Before buying real estate, there are many important things to keep in mind. (Illustration: Internet)

Before buying real estate, there are many important things to keep in mind. (Illustration: Internet)

So the first thing before buying real estate is that the buyer must find out information to see if the land is in the above areas. To verify the status of the land more clearly, after having information about the house number, land plot number, map sheet number, the buyer can go to the competent authorities or notary office to check the legality of the real estate they are about to buy.

In the case of buying a mortgaged property, the buyer will have to carry out more procedures and legal documents than with normal properties.

There are 2 ways to buy mortgaged real estate:

- Method 1: The buyer establishes a three-party agreement, including the buyer, the seller and the mortgage bank. With this method, the seller, the buyer and the bank must establish a three-party agreement regarding the deposit for the house purchase between the seller and the payment of principal and interest by the seller to the bank and the mortgage release procedure, notarization of the sales contract.

- Method 2: Replace the mortgaged property with another property. With this method, the seller will use another property to secure the loan and withdraw the red book of the house they want to sell to make a transaction with the buyer.

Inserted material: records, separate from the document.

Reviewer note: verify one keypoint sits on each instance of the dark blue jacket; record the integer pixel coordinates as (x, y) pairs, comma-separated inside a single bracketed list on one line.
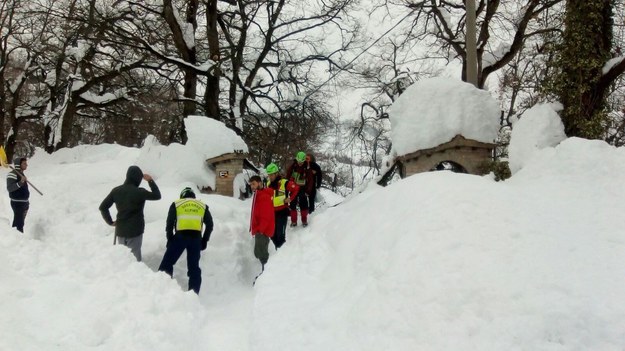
[(129, 199), (17, 192)]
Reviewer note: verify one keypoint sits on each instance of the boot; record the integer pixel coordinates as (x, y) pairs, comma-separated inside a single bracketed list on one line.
[(293, 218)]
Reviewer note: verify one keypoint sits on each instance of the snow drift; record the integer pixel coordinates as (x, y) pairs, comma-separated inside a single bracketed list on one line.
[(442, 261), (433, 111), (437, 261)]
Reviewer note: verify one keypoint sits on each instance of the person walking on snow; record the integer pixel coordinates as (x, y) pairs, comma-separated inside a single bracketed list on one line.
[(262, 219), (284, 192), (17, 186), (129, 199), (317, 178), (300, 173), (187, 216)]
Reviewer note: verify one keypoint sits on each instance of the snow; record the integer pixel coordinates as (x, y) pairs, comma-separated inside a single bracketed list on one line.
[(427, 264), (188, 32), (490, 58), (611, 63), (539, 127), (436, 261), (212, 137), (433, 111), (104, 98)]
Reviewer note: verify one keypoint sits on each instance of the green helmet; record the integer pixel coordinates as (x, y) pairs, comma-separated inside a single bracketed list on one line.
[(272, 168), (300, 157), (187, 192)]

2. Check the qualifications of the person signing the contract

When going to see a house, learning about the house without meeting the owner directly, only working through a broker is something that seems simple but can easily leave big consequences. Because with the pressure of time and the price advised by the broker, the buyer is easily impatient in signing and paying the deposit before meeting the owner to sign the sales contract.

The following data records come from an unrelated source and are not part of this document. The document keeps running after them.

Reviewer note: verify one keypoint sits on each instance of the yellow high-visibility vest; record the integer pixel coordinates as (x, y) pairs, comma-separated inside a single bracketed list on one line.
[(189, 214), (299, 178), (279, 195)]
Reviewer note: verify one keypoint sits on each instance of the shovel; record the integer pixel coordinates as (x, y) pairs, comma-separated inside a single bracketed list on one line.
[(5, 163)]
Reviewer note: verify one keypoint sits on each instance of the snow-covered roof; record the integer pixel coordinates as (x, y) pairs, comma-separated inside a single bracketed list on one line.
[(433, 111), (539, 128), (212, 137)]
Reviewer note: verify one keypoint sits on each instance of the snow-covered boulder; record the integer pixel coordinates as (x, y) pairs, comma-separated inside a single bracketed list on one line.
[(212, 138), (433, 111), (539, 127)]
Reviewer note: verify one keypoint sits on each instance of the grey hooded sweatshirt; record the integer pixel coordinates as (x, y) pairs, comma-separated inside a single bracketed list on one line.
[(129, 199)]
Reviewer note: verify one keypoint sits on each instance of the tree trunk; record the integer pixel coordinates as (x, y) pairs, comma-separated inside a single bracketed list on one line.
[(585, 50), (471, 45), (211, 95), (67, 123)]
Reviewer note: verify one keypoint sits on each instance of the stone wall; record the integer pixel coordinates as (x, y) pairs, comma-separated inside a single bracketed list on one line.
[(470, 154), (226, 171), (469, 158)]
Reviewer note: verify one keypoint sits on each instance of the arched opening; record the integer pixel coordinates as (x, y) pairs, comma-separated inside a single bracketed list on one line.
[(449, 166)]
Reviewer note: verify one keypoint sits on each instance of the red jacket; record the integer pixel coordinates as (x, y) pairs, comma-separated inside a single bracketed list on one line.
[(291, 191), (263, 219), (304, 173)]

For the seller, only the person whose name is on the red book or a legally authorized person has the right to sign a deposit, sign the sale, and receive money. Therefore, in the case that the buyer transacts with a "non-owner", the risk will be great.

3. Declare house price

In many cases, buyers encounter a situation where the house has "two prices", meaning that two contracts are made, one contract records the actual value that the buyer pays to the seller, and one notarized contract records an amount less than the actual value, with the purpose of paying less tax.

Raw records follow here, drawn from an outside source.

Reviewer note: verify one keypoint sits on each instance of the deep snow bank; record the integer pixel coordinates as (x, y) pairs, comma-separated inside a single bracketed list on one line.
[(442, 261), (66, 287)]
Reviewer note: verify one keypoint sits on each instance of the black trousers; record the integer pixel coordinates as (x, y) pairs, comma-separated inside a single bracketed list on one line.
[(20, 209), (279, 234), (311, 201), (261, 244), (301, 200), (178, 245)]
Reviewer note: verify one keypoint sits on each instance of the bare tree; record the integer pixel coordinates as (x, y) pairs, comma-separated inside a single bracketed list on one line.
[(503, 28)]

In fact, many real estate transfer dossiers have been returned by real estate registration offices and tax authorities because the declared price in the contract is too low and the competent authorities require the parties to declare a reasonable and real price.

According to the provisions of the land law, the act of declaring a price lower than the actual price is considered tax evasion and depending on the level of violation, it can be subject to administrative or criminal penalties.